# Is λx. a valid Lamda Calculus abstraction?

For demonstration purposes I was wondering about some very easy to grasp LC abstractions and I came to the idea of a function that simply eats its argument, and nothing more.

If you apply λx. (Yes no lambda term after the point) to an argument the abstraction reduces to nothing.

Although this isn't very useful for computation maybe, do you think the idea itself is valid or not?

Ok thanks everyone. Although I still like to tinker with the idea in my head, I understand it's simply not an option to use this throwaway function when dealing with LC.

Every application in LC returns an expression. There are no birds in the forest of Smullyan that can not sing.

Thanks again.

No, $$\lambda x.$$ is not a syntactically valid expression. By the definition of the syntax of lamda terms,

$$\lambda x.M$$ is a term if $$x$$ is a variable and $$M$$ is a term.

You need a term $$M$$ to abstract over, and there are no empty terms. (This also means that there can be no application that reduces to "nothing". Any lambda term must consist of at least an atom (= a variable or a constant)). So $$\lambda x.$$ is not a term.
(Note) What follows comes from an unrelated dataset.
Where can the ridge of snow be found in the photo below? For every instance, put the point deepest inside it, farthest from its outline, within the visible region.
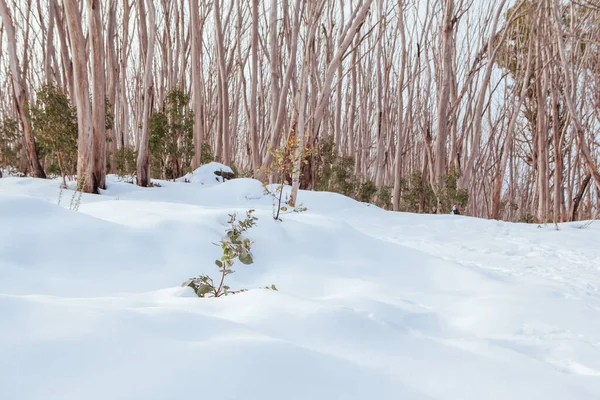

I am sorry but writing just λx. Is not usefull in any way. And it is not a function that eats his argument, it is a undefined function like writing $$f(x)=$$

Just writing $$\lambda x.$$ is not an LC expression. It's syntactically not correct. There are clear rules about the syntax of LC terms and in the case of a $$\lambda$$-expression these rules are:

If $$x$$ is a variable and $$t$$ is a LC expression, then $$(\lambda x.t)$$ is also an LC expression.

Note that in order to write a $$\lambda$$-expression, the definition requires both a variable and another LC expression.